Once I had his shoes on, I picked him up, let him rest his head on my shoulder, and went back downstairs.

“I hope Horace will be okay,” I said as Gretchen opened the door for me.

“Thank you,” she said. “But you just worry about your boy.” She patted Ethan on the head. “Bye-bye.”

“Bye, Aunt Gretchen,” he said, rubbing his eyes.

I carried him to Dad’s car and belted him into the safety seat in the back. I was about to turn the key when Ethan asked, “Did you find Mommy?”

“Yes,” I said.

“Is she home?” he asked.

I took my hand away from the key, got out of the front seat and into the back. I closed the door behind me and snuggled in close to Ethan, taking his hands into mine.

“No,” I said. “She’s gone away. She won’t be coming back to us.
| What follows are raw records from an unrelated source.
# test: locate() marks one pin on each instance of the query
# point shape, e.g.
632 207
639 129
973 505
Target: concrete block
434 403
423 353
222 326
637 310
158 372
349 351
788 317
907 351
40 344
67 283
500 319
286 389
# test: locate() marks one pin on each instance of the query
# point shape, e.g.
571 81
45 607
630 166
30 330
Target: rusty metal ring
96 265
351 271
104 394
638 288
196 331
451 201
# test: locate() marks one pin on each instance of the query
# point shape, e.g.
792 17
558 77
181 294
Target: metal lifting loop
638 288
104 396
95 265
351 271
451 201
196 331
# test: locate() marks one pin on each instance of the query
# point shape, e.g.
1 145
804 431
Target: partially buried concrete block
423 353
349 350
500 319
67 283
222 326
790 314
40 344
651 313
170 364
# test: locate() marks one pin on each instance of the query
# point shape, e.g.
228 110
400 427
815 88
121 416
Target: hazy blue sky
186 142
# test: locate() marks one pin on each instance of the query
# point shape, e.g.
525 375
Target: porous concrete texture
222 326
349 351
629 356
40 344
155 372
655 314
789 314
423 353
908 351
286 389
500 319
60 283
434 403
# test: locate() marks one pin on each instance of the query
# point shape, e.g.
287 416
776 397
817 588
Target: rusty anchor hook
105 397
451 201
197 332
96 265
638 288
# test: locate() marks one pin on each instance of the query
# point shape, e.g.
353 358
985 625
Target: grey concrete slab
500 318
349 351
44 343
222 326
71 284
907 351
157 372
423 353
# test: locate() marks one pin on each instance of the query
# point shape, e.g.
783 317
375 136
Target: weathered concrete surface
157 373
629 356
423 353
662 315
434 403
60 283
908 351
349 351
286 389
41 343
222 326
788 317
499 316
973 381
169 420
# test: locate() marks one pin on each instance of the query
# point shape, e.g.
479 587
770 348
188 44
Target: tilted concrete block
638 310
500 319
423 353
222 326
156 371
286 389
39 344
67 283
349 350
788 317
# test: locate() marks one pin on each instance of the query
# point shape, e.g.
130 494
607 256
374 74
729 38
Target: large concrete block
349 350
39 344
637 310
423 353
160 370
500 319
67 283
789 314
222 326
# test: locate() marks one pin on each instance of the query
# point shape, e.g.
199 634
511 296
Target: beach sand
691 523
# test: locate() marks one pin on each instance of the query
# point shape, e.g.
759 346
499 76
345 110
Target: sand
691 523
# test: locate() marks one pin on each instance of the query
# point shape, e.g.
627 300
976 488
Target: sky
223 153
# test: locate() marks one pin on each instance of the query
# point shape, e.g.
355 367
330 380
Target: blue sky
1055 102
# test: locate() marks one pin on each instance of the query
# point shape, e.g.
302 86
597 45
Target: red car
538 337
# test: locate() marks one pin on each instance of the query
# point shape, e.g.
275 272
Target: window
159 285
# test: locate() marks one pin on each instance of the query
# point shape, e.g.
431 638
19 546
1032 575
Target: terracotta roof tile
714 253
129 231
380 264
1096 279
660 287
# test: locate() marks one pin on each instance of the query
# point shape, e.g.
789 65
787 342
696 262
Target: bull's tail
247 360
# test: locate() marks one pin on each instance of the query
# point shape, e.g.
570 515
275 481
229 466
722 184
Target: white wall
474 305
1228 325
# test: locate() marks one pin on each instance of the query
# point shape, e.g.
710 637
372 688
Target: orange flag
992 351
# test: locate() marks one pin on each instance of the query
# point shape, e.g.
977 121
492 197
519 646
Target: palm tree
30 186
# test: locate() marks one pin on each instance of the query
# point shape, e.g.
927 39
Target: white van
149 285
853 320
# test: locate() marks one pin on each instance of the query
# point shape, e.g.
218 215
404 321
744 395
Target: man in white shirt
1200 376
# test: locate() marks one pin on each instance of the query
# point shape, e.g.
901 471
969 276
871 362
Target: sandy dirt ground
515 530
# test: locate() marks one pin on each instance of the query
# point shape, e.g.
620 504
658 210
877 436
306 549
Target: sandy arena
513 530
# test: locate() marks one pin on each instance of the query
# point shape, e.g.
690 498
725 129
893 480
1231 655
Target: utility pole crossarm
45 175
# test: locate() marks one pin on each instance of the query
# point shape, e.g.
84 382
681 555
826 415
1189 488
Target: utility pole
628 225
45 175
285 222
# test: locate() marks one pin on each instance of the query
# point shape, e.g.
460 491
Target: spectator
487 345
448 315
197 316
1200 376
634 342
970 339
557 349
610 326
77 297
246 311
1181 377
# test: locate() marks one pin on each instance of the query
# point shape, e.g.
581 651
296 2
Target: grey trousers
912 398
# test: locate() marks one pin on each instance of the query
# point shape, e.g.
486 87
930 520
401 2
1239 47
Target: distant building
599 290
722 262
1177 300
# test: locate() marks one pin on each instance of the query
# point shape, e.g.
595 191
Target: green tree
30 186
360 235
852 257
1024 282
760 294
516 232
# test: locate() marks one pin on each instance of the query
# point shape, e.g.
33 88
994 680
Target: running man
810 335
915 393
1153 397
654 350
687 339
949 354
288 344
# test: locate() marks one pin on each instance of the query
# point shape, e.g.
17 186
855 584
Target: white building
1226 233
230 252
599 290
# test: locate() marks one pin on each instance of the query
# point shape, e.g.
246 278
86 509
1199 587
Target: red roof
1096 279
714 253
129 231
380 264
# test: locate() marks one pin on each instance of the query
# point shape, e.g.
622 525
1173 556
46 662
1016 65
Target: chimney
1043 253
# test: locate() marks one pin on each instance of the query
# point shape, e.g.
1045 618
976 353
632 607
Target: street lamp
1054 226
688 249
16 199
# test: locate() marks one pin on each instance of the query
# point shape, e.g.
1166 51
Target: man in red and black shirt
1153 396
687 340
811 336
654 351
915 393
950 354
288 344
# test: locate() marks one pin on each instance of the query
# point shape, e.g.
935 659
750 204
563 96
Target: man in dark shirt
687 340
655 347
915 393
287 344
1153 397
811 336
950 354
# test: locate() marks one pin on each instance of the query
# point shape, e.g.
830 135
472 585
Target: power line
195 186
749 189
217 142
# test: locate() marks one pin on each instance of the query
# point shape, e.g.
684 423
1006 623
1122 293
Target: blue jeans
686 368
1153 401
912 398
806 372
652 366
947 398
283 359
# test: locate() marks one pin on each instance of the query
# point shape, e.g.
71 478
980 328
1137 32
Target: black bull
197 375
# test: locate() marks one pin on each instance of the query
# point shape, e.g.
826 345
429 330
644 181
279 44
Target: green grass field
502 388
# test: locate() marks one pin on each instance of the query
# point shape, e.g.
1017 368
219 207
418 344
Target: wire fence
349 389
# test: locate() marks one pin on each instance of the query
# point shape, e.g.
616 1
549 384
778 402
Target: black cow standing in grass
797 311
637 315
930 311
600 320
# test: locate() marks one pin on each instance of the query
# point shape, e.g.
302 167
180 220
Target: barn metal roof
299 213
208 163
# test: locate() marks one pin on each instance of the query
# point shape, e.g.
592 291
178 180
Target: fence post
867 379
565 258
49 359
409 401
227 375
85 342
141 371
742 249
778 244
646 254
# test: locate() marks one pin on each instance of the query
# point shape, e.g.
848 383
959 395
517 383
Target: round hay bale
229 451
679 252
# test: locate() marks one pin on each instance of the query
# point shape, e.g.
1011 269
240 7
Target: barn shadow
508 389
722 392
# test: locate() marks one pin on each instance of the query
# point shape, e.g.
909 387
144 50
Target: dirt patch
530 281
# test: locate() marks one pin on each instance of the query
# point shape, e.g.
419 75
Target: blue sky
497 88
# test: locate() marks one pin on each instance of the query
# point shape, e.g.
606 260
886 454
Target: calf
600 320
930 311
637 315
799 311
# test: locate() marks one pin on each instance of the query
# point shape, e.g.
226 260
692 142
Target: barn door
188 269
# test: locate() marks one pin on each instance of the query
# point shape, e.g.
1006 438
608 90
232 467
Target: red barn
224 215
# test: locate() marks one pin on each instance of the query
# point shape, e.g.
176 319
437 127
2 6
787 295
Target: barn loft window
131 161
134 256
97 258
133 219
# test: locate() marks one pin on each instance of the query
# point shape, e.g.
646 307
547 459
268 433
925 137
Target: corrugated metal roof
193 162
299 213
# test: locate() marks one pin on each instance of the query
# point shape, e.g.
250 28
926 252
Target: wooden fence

But you have to know she loves you more than life itself.”

“Is she mad at me?” he asked.

“No, of course not,” I said. “She could never be mad at you.” I paused, then found the words I wanted. “The last thing she did, she did for you.”

Ethan nodded tiredly, cried a little, then yawned and fell back asleep. I kept holding him. We were still there like that when the sun came up.